In historischer Mission: USA und Kuba starten Verhandlungen

Havanna/Washington - Die historische Wende in den Beziehungen zwischen Kuba und den USA nimmt ab Mittwoch Gestalt an: Dann starten in Havanna die ranghöchsten Gespräche seit Jahrzehnten, mit dem Ziel, die Feindschaft aus der Zeit des Kalten Krieges nach mehr als einen halben Jahrhundert zu überwinden. Auf der Agenda stehen Einwanderungsfragen sowie ein Fahrplan zur Wiedereinrichtung von Botschaften in beiden Ländern.

US-Präsident Barack Obama hatte die spektakuläre Kurskorrektur vor fünf Wochen verkündet. Sein kubanischer Kollege Raul Castro bestätigte zeitgleich, dass die diplomatischen Beziehungen normalisiert werden sollen. Obama schickt nun die für die westliche Hälfte der Erde zuständige Abteilungsleiterin im Außenministerium, Roberta Jacobson, zu den zweitägigen Gesprächen nach Havanna. Auch die kommunistisch regierte Karibikinsel wird durch eine Frau vertreten, die für die USA zuständige Außenamtsdirektorin Josefina Vidal.

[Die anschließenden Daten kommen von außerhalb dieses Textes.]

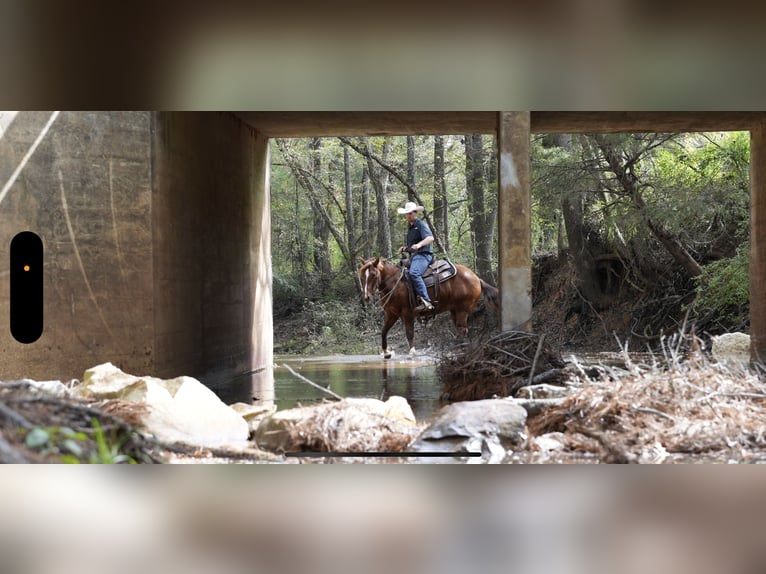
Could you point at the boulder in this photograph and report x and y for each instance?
(253, 414)
(731, 347)
(177, 410)
(55, 388)
(489, 426)
(543, 391)
(350, 425)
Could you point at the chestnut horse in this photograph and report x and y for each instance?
(458, 295)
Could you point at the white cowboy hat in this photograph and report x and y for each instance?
(410, 207)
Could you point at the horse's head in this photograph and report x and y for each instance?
(369, 275)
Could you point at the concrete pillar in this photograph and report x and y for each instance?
(758, 242)
(262, 333)
(514, 221)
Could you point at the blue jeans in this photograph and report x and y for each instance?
(418, 266)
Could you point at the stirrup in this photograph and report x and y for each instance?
(424, 305)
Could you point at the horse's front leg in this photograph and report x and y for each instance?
(388, 322)
(409, 331)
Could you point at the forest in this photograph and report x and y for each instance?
(634, 236)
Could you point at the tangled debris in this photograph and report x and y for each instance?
(651, 413)
(36, 426)
(499, 366)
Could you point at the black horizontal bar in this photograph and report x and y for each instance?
(383, 454)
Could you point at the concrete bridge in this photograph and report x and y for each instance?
(156, 227)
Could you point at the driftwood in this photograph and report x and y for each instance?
(312, 383)
(499, 366)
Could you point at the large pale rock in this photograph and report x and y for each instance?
(489, 426)
(253, 413)
(350, 425)
(179, 410)
(55, 388)
(543, 391)
(731, 347)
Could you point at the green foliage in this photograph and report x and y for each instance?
(339, 326)
(723, 291)
(74, 447)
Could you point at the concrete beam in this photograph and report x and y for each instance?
(514, 221)
(316, 124)
(758, 242)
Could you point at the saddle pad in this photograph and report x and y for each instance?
(444, 270)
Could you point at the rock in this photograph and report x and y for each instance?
(55, 388)
(253, 414)
(731, 347)
(488, 426)
(549, 442)
(178, 410)
(543, 391)
(350, 425)
(536, 406)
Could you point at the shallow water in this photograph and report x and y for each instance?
(370, 376)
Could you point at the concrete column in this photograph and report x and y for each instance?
(514, 221)
(260, 277)
(758, 242)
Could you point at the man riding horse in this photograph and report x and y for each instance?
(419, 239)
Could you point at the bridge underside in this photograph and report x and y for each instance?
(156, 227)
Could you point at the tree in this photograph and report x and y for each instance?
(440, 218)
(482, 228)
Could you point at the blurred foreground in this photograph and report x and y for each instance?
(85, 520)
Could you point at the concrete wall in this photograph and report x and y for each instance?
(206, 231)
(86, 190)
(157, 244)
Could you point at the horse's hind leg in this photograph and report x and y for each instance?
(389, 322)
(460, 319)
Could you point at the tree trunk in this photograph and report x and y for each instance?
(629, 183)
(379, 179)
(350, 223)
(580, 237)
(480, 225)
(366, 231)
(321, 229)
(440, 193)
(367, 153)
(410, 166)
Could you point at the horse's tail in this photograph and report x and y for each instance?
(491, 295)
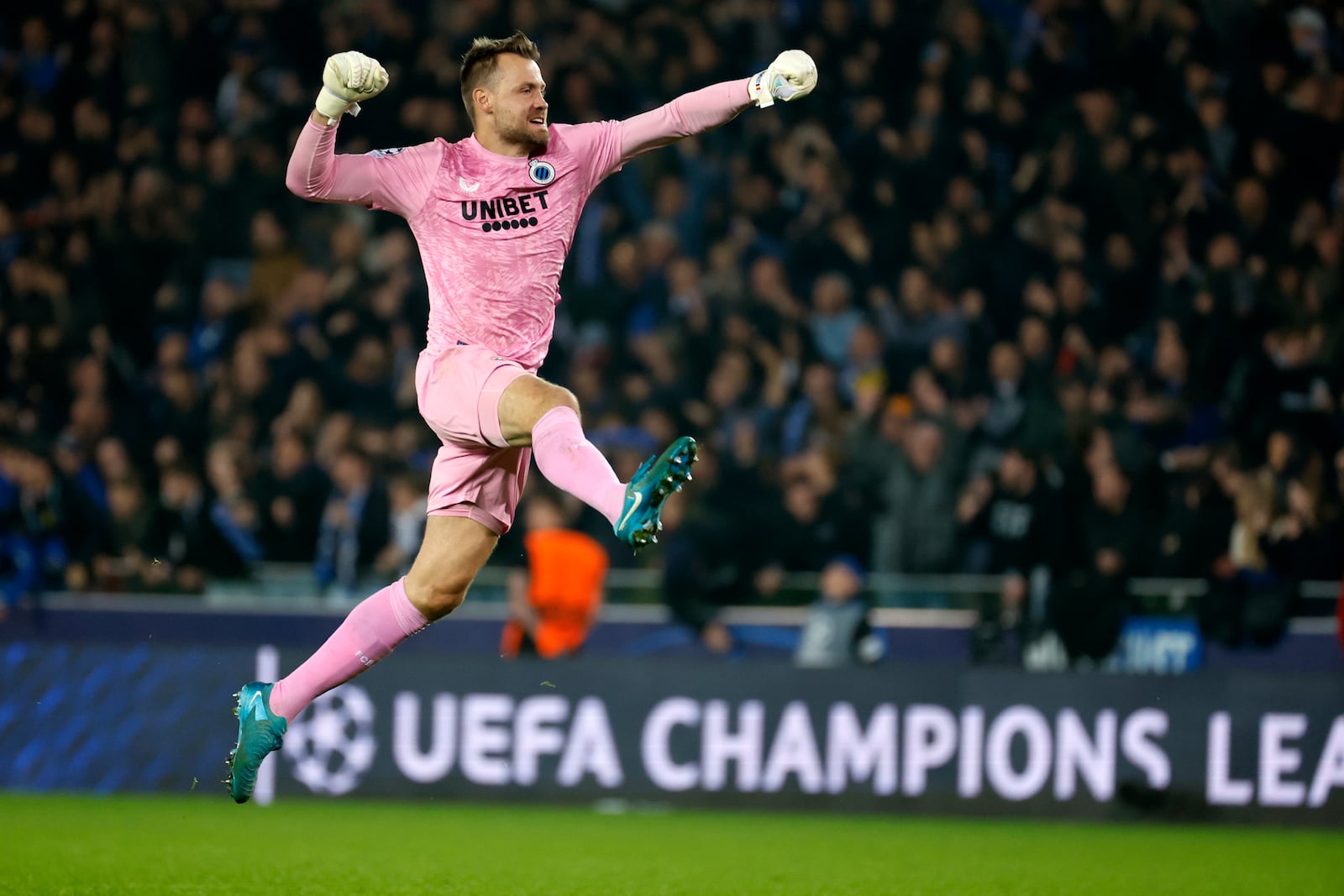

"Es sind keine plötzlichen Wunder zu erwarten, aber Jacobsons Besuch ist ohne Zweifel historisch und wird einen Wandel einleiten", schätzt Lateinamerika-Fachmann Peter Schechter vom US-Institut Atlantic Council. In der kubanischen Bevölkerung regt sich die Hoffnung, der Alltag könne sich durch ein Aufblühen des Handels verbessern. Das US-Wirtschaftsembargo gegen den Inselstaat bleibt aber zumindest vorerst in Kraft, weil im US-Kongress kein grünes Licht für eine von Obama befürwortete Aufhebung abzusehen ist. Dabei steht die US-Bevölkerung in der Frage zu zwei Dritteln hinter ihrem Präsidenten.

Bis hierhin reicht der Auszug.